Di antara ocehan ngawur Ghulam Ahmad yang didukung kalangan liberal adalah bahwa wahyu masih turun. Bedanya Nabi palsu Ahmadiyah mengaku menerima wahyu dalam bentuk verbal,1 sedangkan kalangan liberal mengakui bahwa wahyu dalam bentuk verbal telah berhenti turun tetapi wahyu dalam bentuk ilham aqli masih terus turun hingga hari kiamat. Benarkah anggapan tersebut?. Risalah singkat ini memcoba menjawab pemikiran sesat dan ngawur tersebut.
Diantara penyebab kesesatan pikir kalangan liberal adalah menurut mereka penerima wahyu tidak hanya menjadi monopoli para nabi dan rasul. Alasannya al qur’an telah menggunakan kata “auha” untuk objek yang beragam, seperti ibu nabi Musa as, lebah dsb. Benarkan klaim ini?.
Inilah bukti kebodohan kalangan liberal atau mungkin pura-pura bodoh sehingga akhirnya Allah benar-benar menjadikan mereka diselimuti kebodohan. Siapapun yang mempelajari ilmu bahasa, tidak terkecuali bahasa Indonesia tentu dengan mudah dia akan mengerti bahwa ada kata-kata tertentu yang memiliki banyak makna dan makna tersebut digunakan sesuai dengan konteksnya dalam kalimat. Sebagai contoh kata “bunga”. Kata bunga dalam kalimat “Bunga-bunga di taman ini begitu indah” tentu berbeda dengan kalimat “ karena lulus ujian maka hatinya berbunga-bunga” demikian pula kalimat ”ia meminjam uang dengan bunga 10 %” dan seterusnya. Demikian pula dalam bahasa arab juga mengenal perbedaan makna pada satu kata tertentu yang disebut makna musytarak. Kata “auha” atau “mewahyukan” termasuk makna musytarak atau satu kata banyak arti yang tentu harus dimaknai sesuai dengan kontek kalimatnya.
Al wahyu merupakan mashdar, yang berarti isyarat yang cepat dan rahasia. Dikatakan “auhaitu ila fulan” artinya aku telah mewahyukan kepada si fulan” adalah jika aku berbicara secara secara cepat dan rahasia. Dan kata “auha” berarti memberi isyarat, dan “auha Allahu ilaihi” berarti “alhamahu (mengilhamkan kepadanya).

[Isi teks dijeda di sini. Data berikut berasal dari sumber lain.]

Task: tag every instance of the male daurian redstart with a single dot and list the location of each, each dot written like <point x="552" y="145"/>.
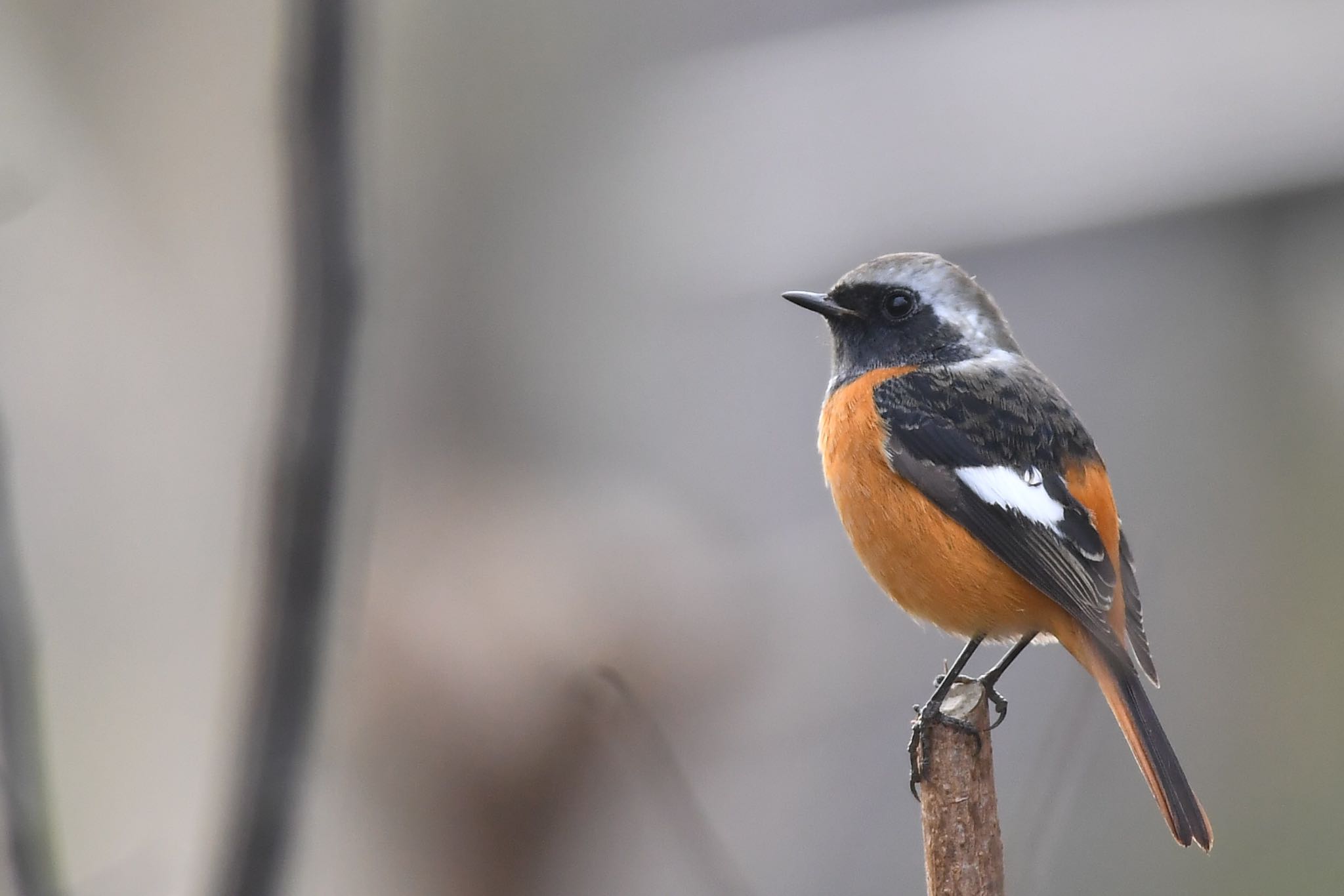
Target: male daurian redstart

Kata “auha” banyak digunakan dalam al-qur’an dengan makna yang beragam tersebut, yaitu:
1. Bermakna ilham yang bersifat fitri pada manusia, diantaranya firman Allah:
وَأَوْحَيْنَا إِلَى أُمِّ مُوسَى أَنْ أَرْضِعِيهِ فَإِذَا خِفْتِ عَلَيْهِ فَأَلْقِيهِ فِي الْيَمِّ وَلَا تَخَافِي وَلَا تَحْزَنِي إِنَّا رَادُّوهُ إِلَيْكِ وَجَاعِلُوهُ مِنَ الْمُرْسَلِينَ
Dan kami ilhamkan kepada ibu Musa; "Susuilah dia, dan apabila kamu khawatir terhadapnya maka jatuhkanlah dia ke sungai (Nil). Dan janganlah kamu khawatir dan janganlah (pula) bersedih hati, karena sesungguhnya Kami akan mengembalikannya kepadamu, dan men- jadikannya (salah seorang) dari para rasul. (QS. Al-Qashosh [28]: 7)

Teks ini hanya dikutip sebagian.